3.4. Data of Immune Infiltration
To analyze the underlying association of immune cell infiltration levels with the expressions of DEFB1 across various cancer types in TCGA, we employed the TIMER, EPIC, QUANTISEQ, XCELL, MCPCOUNTER, CIBERSORT, as well as CIBERSORT-ABS algorithms. A positive association of the DEFB1 levels with the estimated infiltration values of cancer-associated fibroblasts among the LIHC and thyroid carcinoma (THCA) but concluded a negative relationship for COAD, HNSC, and STAD with statistical significance was observed (Fig. 5). The result showed a statistical positive association of the infiltration degree of neutrophil with DEFB1 for bladder carcinoma (BLCA), DLBC, LUSC, PAAD, and UCEC (Fig. 6). The scatterplot data are presented in Figs. 5–6. For instance, utilizing the CIBERSORT algorithm, a positive association of DEFB1 expression level in BLCA with neutrophil infiltration level was observed(Fig. 6, cor = 0.247, P = 1.62e-06)

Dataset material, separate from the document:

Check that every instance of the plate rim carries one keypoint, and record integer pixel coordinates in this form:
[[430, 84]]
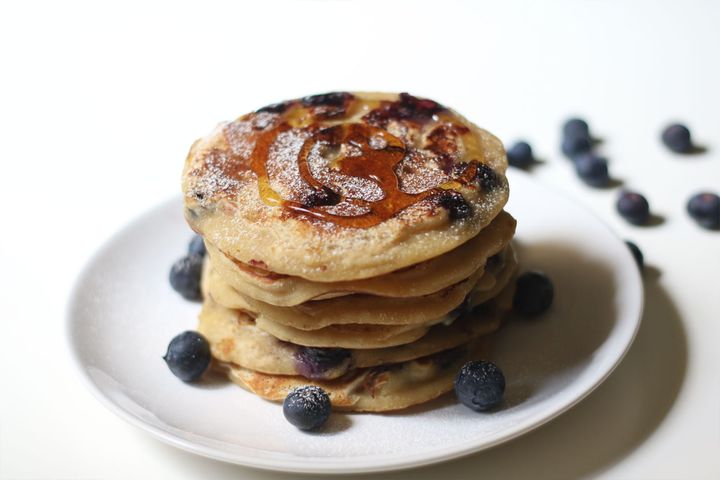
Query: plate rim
[[337, 465]]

Figure 5. Correlation of DEFB1 level with infiltration degree of cancer-associated fibroblasts. Different algorithms were conducted to investigate the association of DEFB1 with the infiltration degree of fibroblasts.

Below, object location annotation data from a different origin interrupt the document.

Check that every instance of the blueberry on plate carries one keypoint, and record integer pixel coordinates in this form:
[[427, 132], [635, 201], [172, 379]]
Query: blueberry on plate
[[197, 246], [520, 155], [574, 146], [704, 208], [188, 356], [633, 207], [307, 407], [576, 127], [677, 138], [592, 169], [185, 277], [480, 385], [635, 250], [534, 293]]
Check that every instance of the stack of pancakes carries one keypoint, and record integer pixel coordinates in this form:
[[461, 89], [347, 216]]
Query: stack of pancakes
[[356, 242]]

Figure 6. Association of DEFB1 with the infiltration degree of neutrophil. Different algorithms were conducted to clarify the relationship of DEFB1 level with the infiltration degree of neutrophil in TCGA tumors.
3.5. DEFB1-related Partners
In an effort to delve into the molecular mechanisms behind DEFB1 gene's role in tumorigenesis, this research aimed to clarify its related proteins and genes. The study utilized GEPIA2 to find out the top 100 genes that related to DEFB1 level. Figure 7 reveals that the DEFB1 level was positively related to KLK1 ( kallikrein 1) (R = 0.68), BSND (barttin CLCNK type accessory subunit beta) (R = 0.60), FXYD2 (FXYD domain containing ion transport regulator 2) (R = 0.60), EMX1 (empty spiracles homeobox 1) (R = 0.59), and CLCNKB (empty spiracles homeobox chloride voltage-gated channel Kb) (R = 0.59) genes (all P < 0.001). Among most of specific cancer types, the heatmap data exhibited a positive association of DEFB1 with the aforementioned 5 genes.
Figure 7. DEFB1-related gene analysis. The GEPIA2 approach was conducted to get the top 100 genes related with DEFB1 in TCGA and explored the association of DEFB1 expressions with specific targeting genes, such as KLK1, BSND, FXYD2, EMX1, and CLCNKB. The heatmap data for cancer types are displayed.